Debbie Grigsby Weir is a proud native of King George, Virginia and current Chief Executive Officer of Mothers Against Drunk Driving® (MADD). When visiting her family in Rollins Fork, she always feels happy that she’s back home in the Northern Neck.

Christmas 2007 started off like any holiday for then-12-year-old Melissa Stegner of Centreville, Virginia. The day included lots of food, family and of course, presents.

Two days later, her dad and 14-year-old brother Sean made their way to Pennsylvania to return her grandmother home. She had initially agreed to accompany them, but later changed her mind.

As her dad and brother headed home, her father called her to let her know that they were going to go home a different route and stop at an outlet mall. That was the last time she would hear her father’s voice.

A few hours later, a repeat drunk driver crossed into the southbound lane and struck the Stegners’ minivan head-on, killing Melissa’s father and brother

The reality is that the holidays remain one of the most dangerous times on our roadways. In Virginia and across the nation, far too many families like Melissa’s will get the tragic news that their loved one has been killed by a drunk driver.

For the first time ever, drunk driving deaths fell below 10,000 in 2011. While this is great news, we can’t celebrate yet because we know that 9,878 families like the Stegners’ will be celebrating the holidays with an empty seat at their table this year. There were also 345,000 victims injured in drunk driving crashes. MADD is available to provide grief support to drunk driving victims and survivors 24 hours per day, 365 days per year through our 1-877-MADD-HELP line. We help survivors survive.

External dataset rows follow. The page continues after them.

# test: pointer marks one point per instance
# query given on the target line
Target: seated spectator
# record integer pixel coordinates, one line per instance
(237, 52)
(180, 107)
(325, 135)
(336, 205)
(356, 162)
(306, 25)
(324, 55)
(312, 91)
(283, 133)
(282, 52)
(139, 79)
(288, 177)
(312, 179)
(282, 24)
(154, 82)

We put so much planning into the little details of the holidays—décor, menu, and of course, gifts—but so little into the logistics of getting to and from our destination safely. That’s why every holiday season, MADD asks drivers to display a MADD Tie One On For Safety® red ribbon on their vehicle as a reminder to drive safe, sober and buckled up. But we still need your help.

It starts by taking personal responsibility for our own actions and extends to making sure other do the same. Always designate a sober driver before the festivities begin. And if someone you know looks like they’ve had too much, step in and insist that they find a sober ride home.

Help us ensure that all our families are safe on the roads we share.